Odd Girls and Twilight Lovers
- Cover
- Author: Lillian Faderman
- Language: English
- Subject: History of lesbianism
- Publisher: Columbia University Press
- Publication date: 1991
- Publication place: United States
- Media type: Print
- Pages: 373 pp.
- ISBN: 978-0-231-07488-9
- OCLC: 22906565

= Odd Girls and Twilight Lovers =

1991 non-fiction book by Lillian Faderman

Odd Girls and Twilight Lovers: A History of Lesbian Life in Twentieth-Century America is a non-fiction book by Lillian Faderman chronicling lesbian life in the 20th century. In 1992, it won the Stonewall Book Award for non-fiction and was selected as the "Editor's Choice" at the Lambda Literary Awards. In September 2011, Ms. magazine ranked the book 99th on its list of the top 100 feminist non-fiction books.

== Summary ==
The book describes lesbian history as a pattern of alternately tolerant and intolerant decades for American lesbians between 1900 and 1960, as well as the improvements and adverse developments that the author perceives to have taken place since the 1960s. Faderman wrote that the rises and falls of the social acceptance of lesbianism in the United States coincides with gains and losses in women's economic and political freedom more broadly. She describes the relatively liberated 1920s as a period in which lesbian communities formed and that lesbianism had a certain cachet in some circles. In the 1930s, a social conservatism driven in part by the Great Depression led to a period of greater repression. The 1940s and World War II brought a greater demand for women's skills and talent, which led to a temporary tolerance of female independence and female homosexuality. The post-war period and the McCarthyist conservatism of the 1950s led to mainstream intolerance of homosexuality. McCarthyist purges resulted in lesbians losing their jobs, and raids on their homes and gathering places. One result of this repression was an increase in secrecy in the lesbian community, and Faderman credits this secrecy with the development of multiple lesbian subcultures. By the late 1960s, the stigma associated with lesbianism had lessened. She records the lesbian movements of the 1970s as characterized by separatism and a search for ideal community.
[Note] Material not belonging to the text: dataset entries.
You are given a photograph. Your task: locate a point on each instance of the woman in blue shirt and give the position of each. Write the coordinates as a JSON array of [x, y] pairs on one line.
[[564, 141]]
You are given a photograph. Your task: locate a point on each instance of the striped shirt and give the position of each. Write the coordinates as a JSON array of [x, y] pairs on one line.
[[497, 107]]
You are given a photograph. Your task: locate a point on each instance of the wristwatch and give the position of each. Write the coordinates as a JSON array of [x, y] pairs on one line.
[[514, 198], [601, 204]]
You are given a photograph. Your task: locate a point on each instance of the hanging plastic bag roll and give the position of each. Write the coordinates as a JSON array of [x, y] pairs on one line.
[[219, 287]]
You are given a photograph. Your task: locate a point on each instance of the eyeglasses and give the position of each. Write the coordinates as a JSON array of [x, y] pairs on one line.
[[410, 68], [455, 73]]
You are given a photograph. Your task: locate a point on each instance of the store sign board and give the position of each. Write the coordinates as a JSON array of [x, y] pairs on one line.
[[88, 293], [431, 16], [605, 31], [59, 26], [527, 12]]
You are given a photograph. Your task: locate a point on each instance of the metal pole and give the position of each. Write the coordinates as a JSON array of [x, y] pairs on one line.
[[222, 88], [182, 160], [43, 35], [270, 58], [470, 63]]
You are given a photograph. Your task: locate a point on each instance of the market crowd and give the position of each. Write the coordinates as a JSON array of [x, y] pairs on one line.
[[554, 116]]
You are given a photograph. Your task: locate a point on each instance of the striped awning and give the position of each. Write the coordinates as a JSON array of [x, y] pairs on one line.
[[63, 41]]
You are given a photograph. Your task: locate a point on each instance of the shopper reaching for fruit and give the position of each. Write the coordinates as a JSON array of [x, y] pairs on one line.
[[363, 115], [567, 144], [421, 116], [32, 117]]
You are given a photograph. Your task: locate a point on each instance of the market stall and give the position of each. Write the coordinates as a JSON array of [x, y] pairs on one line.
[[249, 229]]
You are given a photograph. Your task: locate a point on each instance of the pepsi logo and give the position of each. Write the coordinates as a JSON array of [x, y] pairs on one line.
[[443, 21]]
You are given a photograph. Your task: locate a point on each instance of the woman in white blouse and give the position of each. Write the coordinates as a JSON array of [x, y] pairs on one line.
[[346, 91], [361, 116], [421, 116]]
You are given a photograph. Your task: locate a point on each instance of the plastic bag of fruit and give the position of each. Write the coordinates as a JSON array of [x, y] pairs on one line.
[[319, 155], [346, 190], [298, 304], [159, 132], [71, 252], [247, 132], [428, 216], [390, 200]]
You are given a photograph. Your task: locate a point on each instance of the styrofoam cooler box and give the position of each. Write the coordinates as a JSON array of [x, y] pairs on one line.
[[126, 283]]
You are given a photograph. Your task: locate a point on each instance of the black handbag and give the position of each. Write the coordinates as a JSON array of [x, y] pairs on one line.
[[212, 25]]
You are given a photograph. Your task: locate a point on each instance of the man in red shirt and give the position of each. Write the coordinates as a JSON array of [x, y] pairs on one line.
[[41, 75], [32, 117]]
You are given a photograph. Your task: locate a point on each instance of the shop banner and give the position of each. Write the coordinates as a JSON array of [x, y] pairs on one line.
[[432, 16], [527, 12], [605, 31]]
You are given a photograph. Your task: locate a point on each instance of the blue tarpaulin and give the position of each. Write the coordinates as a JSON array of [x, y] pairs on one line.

The 1980s again saw an increase in acceptance, and more lesbians choosing middle class lifestyles, but also a backlash against homosexuality in the wake of the AIDS crisis as the 1990s dawned (and the book was published).

The material in the book is drawn from a variety of sources, including "memoirs, literary work, personal correspondence, journalism and 186 interviews."

The book looks to the late nineteenth century to examine the roots of lesbian relationships. She explores the romantic friendships of middle-class, college-educated women such as reformer Jane Addams, feminist leader Carrie Chapman Catt, and Bryn Mawr College president M. Carey Thomas, saying that this form of friendship was considered socially acceptable for women of their class at the time. She asserts that these relationships were certainly emotionally intense, and that they may or may not have been sexual. She argues that although the increase in women's sexual freedom since then has benefited lesbians, it has also "undercut" romantic friendship.

==Reception==

Writing in the Los Angeles Times, novelist Francine Prose described Faderman's book as "full of facts and wonderful details that readers may not have encountered, things that are a pleasure to learn and that seem valuable to know." In The Washington Post, Susan Brownmiller called the book "a remarkable social history" that "attains the depth and evenhandedness of a scholarly classic". Toni McNaron wrote in the Journal of the History of the Behavior Science that "Faderman's ability to paint such a detailed and vivid picture of conditions in lesbian culture makes this book accessible to a general reading audience." Kath Weston says in her Signs review, "I have waited years for a book on lesbians or gay men to devote as much attention to class as Faderman has done in this volume." Leila Rupp says, "Faderman has enriched the story by shining light in corners that had remained stubbornly in the shadows."